You're going to have a hard time convincing me that this is not heaven.  When I got here today, I only had to walk from my car to the lodge to get all teary eyed.  I had forgotten the smell of it, but little else.  Now I'm home, even though I've never actually lived here for more than a week at a time.  As you can see from the photo, it's beautiful and serene, but one of it's most charming qualities is how it feels.  It is inhabited by families that, for just one week, have come here for the sole purpose of being together without the interference of the world.   To eat, to laugh, to talk and to play together. Right now, although I am not doing any of those things with my own family, I can still feel the magic that is happening for those who are... and I love it.  It is so pure, that it even works on a stranger who is sitting in the shade all by herself, typing on her blog.  If this isn't heaven, then it's a suburb for sure.

Thursday, June 7, 2012

Drive In Theatre

In commemation of the 79th anniversary of the first drive-in movie theater:


This is the lock knob from our 1978 Ford Ltd. It was decapitated by a clunky drive-in
movie speaker that we forgot to remove from our car before driving away. Oops.
The year was 1990 and we had just watched Dick Tracy. We were probably trying to beat the rush of cars that would soon be lining up to exit. Since we didn't have any kids at the time I'm pretty sure we didn't have a good reason to be in such a hurry, other than chasing the pretense that we all tend to adopt from time to time that implies that making it out ahead of other people somehow merits a pat on the back. Well, haste not only makes waste, but it makes it really hard to lock and unlock your door from the inside.

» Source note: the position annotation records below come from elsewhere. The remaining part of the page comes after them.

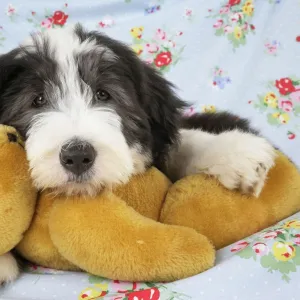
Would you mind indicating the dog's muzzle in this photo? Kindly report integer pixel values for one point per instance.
(77, 157)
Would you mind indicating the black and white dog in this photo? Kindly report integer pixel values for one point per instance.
(93, 115)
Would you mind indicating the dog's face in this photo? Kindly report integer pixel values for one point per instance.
(91, 112)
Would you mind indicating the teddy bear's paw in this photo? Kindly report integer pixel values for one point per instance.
(240, 161)
(9, 269)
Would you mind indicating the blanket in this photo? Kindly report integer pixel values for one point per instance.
(237, 55)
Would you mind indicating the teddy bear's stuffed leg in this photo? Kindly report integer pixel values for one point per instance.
(37, 246)
(224, 216)
(17, 195)
(106, 237)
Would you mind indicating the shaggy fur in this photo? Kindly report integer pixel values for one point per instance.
(67, 86)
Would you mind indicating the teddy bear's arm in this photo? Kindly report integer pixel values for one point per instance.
(106, 237)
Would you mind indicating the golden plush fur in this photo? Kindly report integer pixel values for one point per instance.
(225, 216)
(17, 196)
(146, 230)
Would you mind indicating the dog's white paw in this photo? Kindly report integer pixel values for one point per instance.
(9, 269)
(240, 161)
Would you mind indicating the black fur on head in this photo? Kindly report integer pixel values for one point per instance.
(152, 118)
(162, 107)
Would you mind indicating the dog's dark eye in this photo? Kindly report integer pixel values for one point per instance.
(102, 95)
(39, 101)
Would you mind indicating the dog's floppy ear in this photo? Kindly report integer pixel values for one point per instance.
(8, 69)
(164, 109)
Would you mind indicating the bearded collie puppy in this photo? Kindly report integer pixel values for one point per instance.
(93, 114)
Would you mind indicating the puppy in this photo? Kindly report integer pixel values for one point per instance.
(92, 115)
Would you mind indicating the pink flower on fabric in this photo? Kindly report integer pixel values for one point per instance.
(272, 234)
(285, 105)
(149, 61)
(188, 12)
(295, 96)
(152, 48)
(160, 34)
(228, 29)
(239, 246)
(297, 239)
(260, 249)
(224, 9)
(218, 24)
(169, 44)
(236, 17)
(47, 23)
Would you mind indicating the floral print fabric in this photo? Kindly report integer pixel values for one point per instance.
(237, 55)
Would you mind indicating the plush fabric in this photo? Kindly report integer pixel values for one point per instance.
(17, 196)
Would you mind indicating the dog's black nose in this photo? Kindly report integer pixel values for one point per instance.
(77, 157)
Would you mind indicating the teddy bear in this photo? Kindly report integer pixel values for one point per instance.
(149, 229)
(17, 197)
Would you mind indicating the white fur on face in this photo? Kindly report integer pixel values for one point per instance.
(74, 117)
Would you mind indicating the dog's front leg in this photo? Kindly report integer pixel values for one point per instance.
(240, 160)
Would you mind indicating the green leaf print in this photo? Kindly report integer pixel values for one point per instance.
(219, 32)
(296, 259)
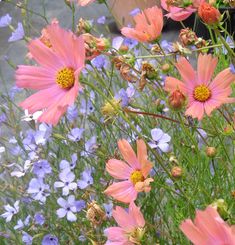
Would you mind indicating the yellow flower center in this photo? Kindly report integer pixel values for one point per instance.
(65, 77)
(201, 93)
(136, 177)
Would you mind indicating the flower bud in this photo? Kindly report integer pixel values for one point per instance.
(187, 36)
(176, 172)
(209, 14)
(95, 214)
(177, 100)
(166, 67)
(211, 151)
(222, 208)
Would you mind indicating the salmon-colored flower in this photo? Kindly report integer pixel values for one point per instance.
(133, 173)
(208, 229)
(204, 93)
(149, 24)
(209, 14)
(179, 13)
(131, 226)
(56, 77)
(85, 2)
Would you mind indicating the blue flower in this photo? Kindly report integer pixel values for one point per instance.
(86, 179)
(90, 147)
(39, 219)
(38, 189)
(10, 211)
(68, 208)
(26, 238)
(160, 140)
(66, 182)
(41, 168)
(50, 240)
(76, 134)
(108, 209)
(17, 34)
(5, 20)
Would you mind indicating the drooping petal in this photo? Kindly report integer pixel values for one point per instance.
(206, 65)
(118, 169)
(128, 153)
(122, 191)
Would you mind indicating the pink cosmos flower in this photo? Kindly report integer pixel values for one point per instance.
(179, 13)
(130, 229)
(85, 2)
(133, 173)
(56, 77)
(149, 24)
(204, 93)
(208, 229)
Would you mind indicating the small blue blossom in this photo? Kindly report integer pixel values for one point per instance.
(76, 134)
(68, 208)
(5, 20)
(10, 211)
(17, 34)
(86, 179)
(41, 168)
(66, 182)
(26, 238)
(50, 240)
(39, 219)
(90, 147)
(38, 189)
(160, 140)
(108, 209)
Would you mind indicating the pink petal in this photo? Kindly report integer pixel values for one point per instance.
(124, 220)
(206, 66)
(44, 55)
(196, 110)
(118, 169)
(172, 84)
(34, 77)
(122, 191)
(193, 233)
(135, 212)
(128, 154)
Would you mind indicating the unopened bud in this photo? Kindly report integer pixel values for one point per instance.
(166, 67)
(211, 151)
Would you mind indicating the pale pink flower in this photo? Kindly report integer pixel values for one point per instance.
(130, 229)
(56, 77)
(85, 2)
(204, 93)
(208, 229)
(148, 28)
(133, 173)
(179, 13)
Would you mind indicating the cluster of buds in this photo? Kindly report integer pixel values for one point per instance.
(209, 14)
(94, 46)
(95, 214)
(125, 69)
(188, 37)
(147, 72)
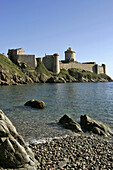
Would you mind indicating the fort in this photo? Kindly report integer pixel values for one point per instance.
(52, 62)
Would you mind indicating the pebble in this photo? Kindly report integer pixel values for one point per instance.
(75, 152)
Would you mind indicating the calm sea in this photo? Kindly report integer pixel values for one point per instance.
(74, 99)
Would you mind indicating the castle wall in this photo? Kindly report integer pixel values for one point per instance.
(29, 59)
(95, 68)
(87, 67)
(56, 68)
(48, 61)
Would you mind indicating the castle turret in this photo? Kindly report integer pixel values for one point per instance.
(70, 55)
(56, 68)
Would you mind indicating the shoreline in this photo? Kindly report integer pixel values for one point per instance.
(82, 151)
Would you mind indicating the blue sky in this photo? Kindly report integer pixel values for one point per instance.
(50, 26)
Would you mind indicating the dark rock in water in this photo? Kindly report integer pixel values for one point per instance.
(13, 151)
(35, 104)
(96, 127)
(69, 123)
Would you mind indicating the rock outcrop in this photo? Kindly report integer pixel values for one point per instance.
(69, 123)
(88, 124)
(35, 104)
(13, 151)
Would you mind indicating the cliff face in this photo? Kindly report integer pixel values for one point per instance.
(11, 74)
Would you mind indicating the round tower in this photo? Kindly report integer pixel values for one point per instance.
(70, 55)
(56, 68)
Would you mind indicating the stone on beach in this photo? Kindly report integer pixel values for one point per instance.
(13, 151)
(96, 127)
(69, 123)
(35, 104)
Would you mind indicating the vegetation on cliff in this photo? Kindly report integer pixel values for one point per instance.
(11, 74)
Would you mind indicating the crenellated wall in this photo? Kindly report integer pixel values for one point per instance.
(95, 68)
(52, 62)
(19, 54)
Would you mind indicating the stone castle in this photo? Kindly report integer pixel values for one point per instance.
(53, 63)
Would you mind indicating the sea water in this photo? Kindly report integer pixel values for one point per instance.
(73, 99)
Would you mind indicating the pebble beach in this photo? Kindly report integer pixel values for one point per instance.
(75, 152)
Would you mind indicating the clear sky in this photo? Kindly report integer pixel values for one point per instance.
(51, 26)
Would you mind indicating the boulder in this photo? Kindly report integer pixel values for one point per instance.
(13, 151)
(35, 104)
(88, 124)
(69, 123)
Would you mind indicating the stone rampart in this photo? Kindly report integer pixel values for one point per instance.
(88, 67)
(29, 59)
(83, 66)
(51, 62)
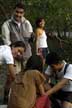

I'm pretty sure that this is the only surviving piece of that vehicle but I'm not sure why I have kept it all these years.  That car was twelve years old when Mark bought it.  For a car that age, it didn't have many miles, but we soon discovered that it also didn't have many oil changes, or wax jobs, or anything else that lends to the longevity of a car .  When our friends wrote on that car with shoe polish the night of our wedding reception, the over exposed paint soaked it up good.  As a result, we never really could wash it completely off.  We drove around with cute little phrases like: "love hoopty" and "Mark's getting lucky tonight" and my favorite "ball and chain" for the remaining life of the vehicle.  It was a lemon...with a message.  Fortunately, it's life with us was rather short-lived.  It didn't even make it to Dick Tracy the Sequel (but then again...neither did Warren Beatty).

Wednesday, June 6, 2012

Donut Years


One hour in people time is ten years in donut time.
This donut is 18 hours old, and is therefore already a
candidate for the Smithsonian.


But if you took it to the Smithsonian, you would miss out
on the chocolate icing, which is still quite good.
Performing a simple icing-ectomy preserves this valuable asset.



(A custard filled donut after a custard-ectomy)
It's a dirty job, but somebody's gotta do it.